Designers would provide gcodes for this machine alone and modellers could print in an easy way.

The idea of supplying stl files sliced for 150X150mm machines is a headache for everyone and this is starting to show on larger planes, wouldnīt it be easier to just use a larger nozzle and a larger machine instead of splitting a wing in so many sections?
Dec 04, 2018, 07:07 AM
Registered User
greddin's Avatar

3D printing for Scale Sailplane fuselages

Definitely not dead!

For the past two years I have been exploring the use of 3D printed fuselages in scale sailplane designs. Used this way in a hybrid fashion with conventional built-up or foam-cored balsa flying surfaces, the apparent weight penalty of 3DP structures is for all intents and purposes negated. The compound curvature found in sailplane fuselages is ideal for 3D printing.

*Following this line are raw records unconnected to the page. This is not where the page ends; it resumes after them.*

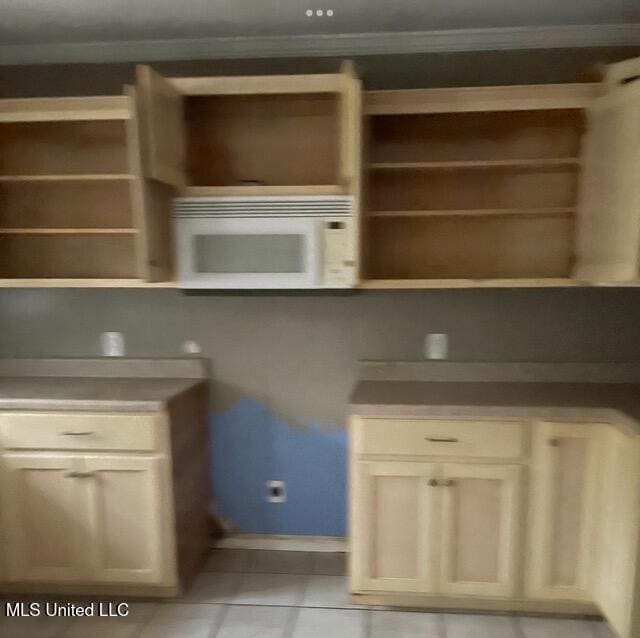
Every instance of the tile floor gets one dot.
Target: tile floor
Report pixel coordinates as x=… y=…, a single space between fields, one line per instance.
x=261 y=594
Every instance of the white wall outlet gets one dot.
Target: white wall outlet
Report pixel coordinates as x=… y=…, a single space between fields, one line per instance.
x=112 y=344
x=191 y=347
x=436 y=346
x=276 y=492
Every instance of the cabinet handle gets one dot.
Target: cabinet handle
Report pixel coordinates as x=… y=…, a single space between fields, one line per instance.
x=79 y=474
x=76 y=433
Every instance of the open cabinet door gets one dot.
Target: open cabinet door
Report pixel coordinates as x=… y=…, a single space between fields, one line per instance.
x=160 y=112
x=608 y=244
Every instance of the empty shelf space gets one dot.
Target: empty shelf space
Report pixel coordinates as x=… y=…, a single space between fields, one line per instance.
x=68 y=231
x=268 y=140
x=515 y=164
x=67 y=256
x=101 y=177
x=63 y=148
x=480 y=212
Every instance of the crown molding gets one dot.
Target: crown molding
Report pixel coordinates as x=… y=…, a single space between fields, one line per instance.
x=347 y=44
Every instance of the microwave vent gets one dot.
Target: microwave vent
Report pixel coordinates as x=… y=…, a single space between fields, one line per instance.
x=274 y=206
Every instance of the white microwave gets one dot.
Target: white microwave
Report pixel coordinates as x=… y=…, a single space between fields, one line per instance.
x=265 y=242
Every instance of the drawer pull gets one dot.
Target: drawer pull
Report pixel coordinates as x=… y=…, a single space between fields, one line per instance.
x=76 y=433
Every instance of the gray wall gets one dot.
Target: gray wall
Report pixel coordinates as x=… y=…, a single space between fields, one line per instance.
x=297 y=353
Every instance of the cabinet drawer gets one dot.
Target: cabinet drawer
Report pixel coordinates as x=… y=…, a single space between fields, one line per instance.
x=79 y=431
x=498 y=439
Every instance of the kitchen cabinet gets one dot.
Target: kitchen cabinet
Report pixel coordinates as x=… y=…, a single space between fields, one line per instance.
x=564 y=505
x=128 y=517
x=75 y=209
x=395 y=526
x=44 y=519
x=429 y=527
x=480 y=529
x=504 y=186
x=105 y=502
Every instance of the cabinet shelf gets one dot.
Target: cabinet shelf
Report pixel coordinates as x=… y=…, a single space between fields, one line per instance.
x=480 y=212
x=68 y=231
x=98 y=177
x=504 y=164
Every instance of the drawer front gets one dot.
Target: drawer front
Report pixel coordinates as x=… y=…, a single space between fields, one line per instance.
x=80 y=431
x=496 y=439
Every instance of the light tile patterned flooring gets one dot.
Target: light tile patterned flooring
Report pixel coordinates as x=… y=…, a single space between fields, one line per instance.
x=267 y=594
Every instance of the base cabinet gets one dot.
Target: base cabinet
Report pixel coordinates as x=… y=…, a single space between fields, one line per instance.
x=44 y=529
x=564 y=503
x=436 y=528
x=480 y=529
x=127 y=519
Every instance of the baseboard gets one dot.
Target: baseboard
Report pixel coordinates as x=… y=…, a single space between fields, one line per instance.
x=284 y=543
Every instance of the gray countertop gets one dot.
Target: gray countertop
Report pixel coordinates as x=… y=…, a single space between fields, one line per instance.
x=125 y=385
x=616 y=403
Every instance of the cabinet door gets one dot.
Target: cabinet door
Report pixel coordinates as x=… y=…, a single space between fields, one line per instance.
x=608 y=242
x=161 y=128
x=394 y=519
x=129 y=522
x=44 y=518
x=563 y=510
x=480 y=529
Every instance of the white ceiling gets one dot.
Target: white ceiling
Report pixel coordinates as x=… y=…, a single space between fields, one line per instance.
x=28 y=22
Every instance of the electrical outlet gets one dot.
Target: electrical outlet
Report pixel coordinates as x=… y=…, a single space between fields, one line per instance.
x=112 y=344
x=436 y=346
x=276 y=492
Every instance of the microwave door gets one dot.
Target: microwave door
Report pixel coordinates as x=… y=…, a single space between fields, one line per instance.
x=248 y=253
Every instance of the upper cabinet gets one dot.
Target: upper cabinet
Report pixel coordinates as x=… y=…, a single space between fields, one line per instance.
x=252 y=135
x=514 y=185
x=74 y=207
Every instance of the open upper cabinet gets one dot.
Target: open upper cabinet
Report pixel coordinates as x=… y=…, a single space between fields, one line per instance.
x=252 y=135
x=503 y=185
x=74 y=208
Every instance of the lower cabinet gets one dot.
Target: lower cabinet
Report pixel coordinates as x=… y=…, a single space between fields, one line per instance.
x=85 y=518
x=430 y=528
x=563 y=511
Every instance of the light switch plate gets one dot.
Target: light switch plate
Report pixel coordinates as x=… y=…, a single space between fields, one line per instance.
x=436 y=346
x=112 y=344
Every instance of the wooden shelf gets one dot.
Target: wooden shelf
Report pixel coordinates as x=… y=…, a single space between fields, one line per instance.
x=98 y=177
x=221 y=191
x=65 y=109
x=480 y=212
x=83 y=283
x=415 y=284
x=68 y=231
x=516 y=164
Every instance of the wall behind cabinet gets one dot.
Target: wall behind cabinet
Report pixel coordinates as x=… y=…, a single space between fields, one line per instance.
x=283 y=365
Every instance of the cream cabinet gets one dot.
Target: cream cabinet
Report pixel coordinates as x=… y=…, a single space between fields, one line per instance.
x=480 y=535
x=104 y=502
x=395 y=526
x=44 y=519
x=564 y=505
x=446 y=528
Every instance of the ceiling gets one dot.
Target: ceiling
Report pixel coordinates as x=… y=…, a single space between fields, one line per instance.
x=33 y=22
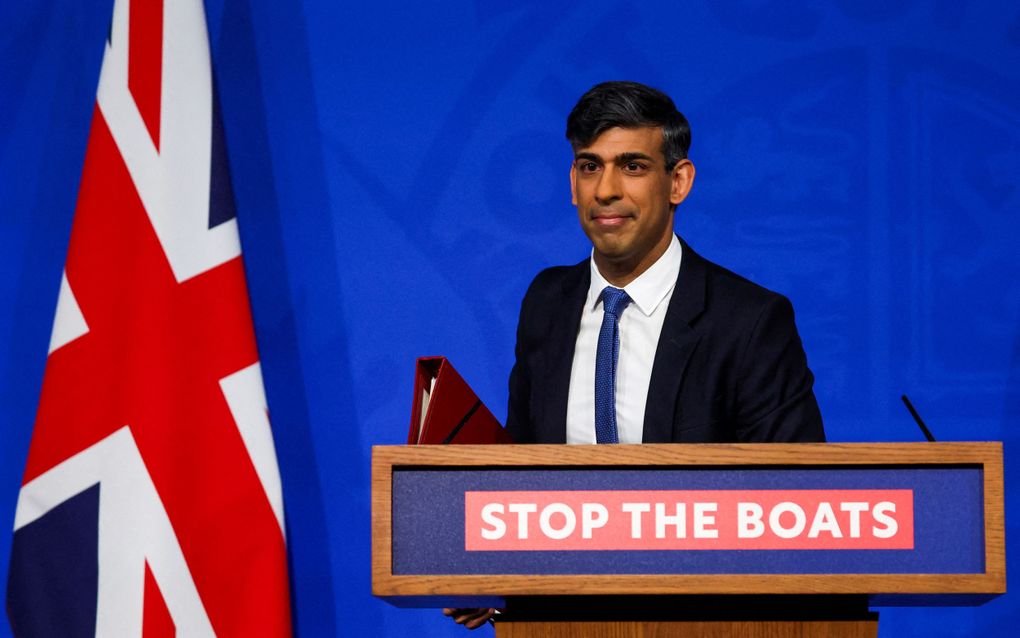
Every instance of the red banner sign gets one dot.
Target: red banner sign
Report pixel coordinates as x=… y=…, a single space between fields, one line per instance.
x=689 y=520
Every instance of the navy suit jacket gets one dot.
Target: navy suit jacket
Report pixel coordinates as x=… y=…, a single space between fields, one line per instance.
x=728 y=367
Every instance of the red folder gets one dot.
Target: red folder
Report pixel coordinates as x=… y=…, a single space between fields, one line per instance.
x=447 y=410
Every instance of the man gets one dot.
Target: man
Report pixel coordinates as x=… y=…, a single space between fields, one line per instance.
x=648 y=342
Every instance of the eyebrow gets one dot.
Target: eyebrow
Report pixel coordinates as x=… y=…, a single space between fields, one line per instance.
x=622 y=158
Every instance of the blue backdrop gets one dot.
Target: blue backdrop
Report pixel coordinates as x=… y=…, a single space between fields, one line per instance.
x=401 y=174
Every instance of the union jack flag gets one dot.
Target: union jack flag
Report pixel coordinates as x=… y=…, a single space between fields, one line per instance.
x=151 y=502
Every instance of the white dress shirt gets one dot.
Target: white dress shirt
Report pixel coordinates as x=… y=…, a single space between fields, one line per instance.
x=641 y=324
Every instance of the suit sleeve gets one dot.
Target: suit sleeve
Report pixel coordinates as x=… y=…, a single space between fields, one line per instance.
x=518 y=423
x=775 y=399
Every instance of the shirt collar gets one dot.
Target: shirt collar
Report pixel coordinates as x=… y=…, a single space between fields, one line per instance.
x=651 y=287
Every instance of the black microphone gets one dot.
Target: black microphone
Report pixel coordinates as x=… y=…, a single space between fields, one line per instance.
x=917 y=418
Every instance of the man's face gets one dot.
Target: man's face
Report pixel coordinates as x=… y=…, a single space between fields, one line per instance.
x=625 y=198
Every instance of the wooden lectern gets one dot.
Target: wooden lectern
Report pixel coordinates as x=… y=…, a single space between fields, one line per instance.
x=687 y=540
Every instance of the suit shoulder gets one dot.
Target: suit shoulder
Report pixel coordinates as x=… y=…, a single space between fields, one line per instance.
x=553 y=280
x=740 y=286
x=738 y=297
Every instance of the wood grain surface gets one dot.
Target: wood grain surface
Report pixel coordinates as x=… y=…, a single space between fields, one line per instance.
x=988 y=455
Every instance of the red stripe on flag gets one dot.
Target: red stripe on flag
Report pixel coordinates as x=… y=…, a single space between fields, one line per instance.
x=152 y=358
x=156 y=621
x=145 y=61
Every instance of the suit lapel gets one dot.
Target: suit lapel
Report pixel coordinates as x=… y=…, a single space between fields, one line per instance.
x=676 y=343
x=563 y=329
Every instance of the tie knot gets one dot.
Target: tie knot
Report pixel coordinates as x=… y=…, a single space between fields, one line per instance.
x=614 y=300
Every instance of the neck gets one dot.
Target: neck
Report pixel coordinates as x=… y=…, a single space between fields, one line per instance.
x=619 y=273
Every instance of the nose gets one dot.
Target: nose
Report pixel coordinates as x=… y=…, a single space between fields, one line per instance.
x=608 y=189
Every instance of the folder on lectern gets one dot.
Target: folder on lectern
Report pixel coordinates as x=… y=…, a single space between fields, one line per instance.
x=447 y=410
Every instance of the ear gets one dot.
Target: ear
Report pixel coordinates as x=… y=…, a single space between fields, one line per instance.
x=573 y=188
x=681 y=179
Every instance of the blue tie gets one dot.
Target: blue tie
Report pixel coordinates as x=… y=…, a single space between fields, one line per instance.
x=613 y=302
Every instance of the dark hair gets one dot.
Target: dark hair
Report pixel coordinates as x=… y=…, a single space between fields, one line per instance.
x=629 y=105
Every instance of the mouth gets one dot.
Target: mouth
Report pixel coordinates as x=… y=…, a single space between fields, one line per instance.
x=609 y=218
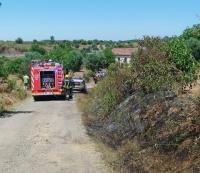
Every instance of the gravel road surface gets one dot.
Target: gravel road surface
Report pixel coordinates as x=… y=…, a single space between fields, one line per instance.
x=47 y=137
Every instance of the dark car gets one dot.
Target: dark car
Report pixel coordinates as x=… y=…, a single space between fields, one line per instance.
x=79 y=85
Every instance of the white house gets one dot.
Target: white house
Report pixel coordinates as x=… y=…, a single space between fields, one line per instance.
x=123 y=55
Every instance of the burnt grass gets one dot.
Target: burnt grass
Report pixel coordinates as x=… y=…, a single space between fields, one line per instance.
x=155 y=133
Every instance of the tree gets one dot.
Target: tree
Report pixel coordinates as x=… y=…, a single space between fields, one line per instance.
x=95 y=61
x=19 y=40
x=194 y=45
x=36 y=48
x=52 y=39
x=181 y=56
x=192 y=32
x=110 y=57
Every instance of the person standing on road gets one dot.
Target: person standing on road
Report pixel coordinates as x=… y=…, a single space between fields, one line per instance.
x=25 y=80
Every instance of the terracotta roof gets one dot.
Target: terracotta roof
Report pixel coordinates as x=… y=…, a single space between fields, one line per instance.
x=124 y=51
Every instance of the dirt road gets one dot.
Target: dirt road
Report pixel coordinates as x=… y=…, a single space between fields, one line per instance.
x=47 y=137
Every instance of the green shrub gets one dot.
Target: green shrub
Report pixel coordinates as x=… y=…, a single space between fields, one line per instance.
x=152 y=69
x=181 y=56
x=11 y=85
x=19 y=41
x=36 y=48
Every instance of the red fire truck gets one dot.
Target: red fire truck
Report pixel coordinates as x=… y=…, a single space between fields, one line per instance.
x=46 y=79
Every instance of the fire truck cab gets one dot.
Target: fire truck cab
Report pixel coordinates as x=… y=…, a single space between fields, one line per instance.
x=46 y=79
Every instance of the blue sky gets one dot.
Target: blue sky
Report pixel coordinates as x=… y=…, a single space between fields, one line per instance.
x=95 y=19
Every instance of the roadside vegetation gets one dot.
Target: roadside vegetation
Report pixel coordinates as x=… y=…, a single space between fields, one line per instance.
x=141 y=112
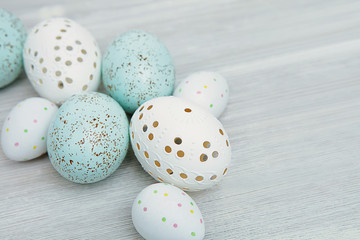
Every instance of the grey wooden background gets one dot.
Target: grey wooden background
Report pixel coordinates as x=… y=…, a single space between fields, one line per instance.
x=293 y=118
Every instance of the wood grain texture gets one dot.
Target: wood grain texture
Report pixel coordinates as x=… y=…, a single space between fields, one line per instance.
x=293 y=120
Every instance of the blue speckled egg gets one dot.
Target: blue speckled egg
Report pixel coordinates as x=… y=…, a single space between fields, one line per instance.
x=12 y=38
x=137 y=67
x=88 y=139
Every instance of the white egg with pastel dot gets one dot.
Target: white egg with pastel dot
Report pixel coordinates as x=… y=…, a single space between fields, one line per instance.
x=209 y=90
x=61 y=58
x=24 y=131
x=162 y=212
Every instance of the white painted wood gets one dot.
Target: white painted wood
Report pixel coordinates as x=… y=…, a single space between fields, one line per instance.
x=293 y=120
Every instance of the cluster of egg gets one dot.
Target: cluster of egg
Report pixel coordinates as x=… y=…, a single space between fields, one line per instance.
x=177 y=139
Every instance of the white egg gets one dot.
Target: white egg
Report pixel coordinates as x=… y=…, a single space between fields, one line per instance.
x=61 y=59
x=206 y=89
x=178 y=142
x=163 y=212
x=23 y=135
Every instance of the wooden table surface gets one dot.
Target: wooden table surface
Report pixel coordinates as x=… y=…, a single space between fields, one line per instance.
x=293 y=118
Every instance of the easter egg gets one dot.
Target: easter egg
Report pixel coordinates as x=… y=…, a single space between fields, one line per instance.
x=12 y=38
x=88 y=138
x=180 y=143
x=24 y=132
x=209 y=90
x=136 y=68
x=61 y=59
x=163 y=212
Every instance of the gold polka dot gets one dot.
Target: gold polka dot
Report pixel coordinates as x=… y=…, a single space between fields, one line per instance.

For the past few months I have been extensively test flying a scale Akaflieg Stuttgart FS-26 Moseppl motor glider which has been giving great service with its fuselage of 2 perimeters of PLA from a 0.4mm nozzle. Test pieces placed outdoors in the elements for several months have shown that fuselage structures of 2 or more perimeters of PLA are much more resistant to warping and deformation than the thin/single wall prints. Flights of 20-30 minutes in the Australian summer sun have caused no heat problems to the structure to date.

I have had two instances of damage (caused by operator error) which have been easily repaired. I have found that Loctite Professional CA along with HobbyKing accelerator gives a bond which is stronger than the base structure in most cases and is ideal for repairs where the damaged structure can be realigned. I use this combination for all my PLA/PLA joints. I have also used a glass cloth bandage inside on a damaged seam using medium CA with accelerator to good effect.

The Moseppl fuselage has gone through about 5 variations and I'm now happy with the process used for the fuselage, plus the cockpit tub, canopy rails and instrument panel. The clear canopy was also vac-formed on a 3DP plug made from PLA.

I think for longer skinnier fuselages in future I will use carbon rods to reinforce the thin tail booms, using a similar approach to that used by KRAGA with their KODO glider fuselage.

Last edited by greddin; Dec 04, 2018 at 09:01 PM.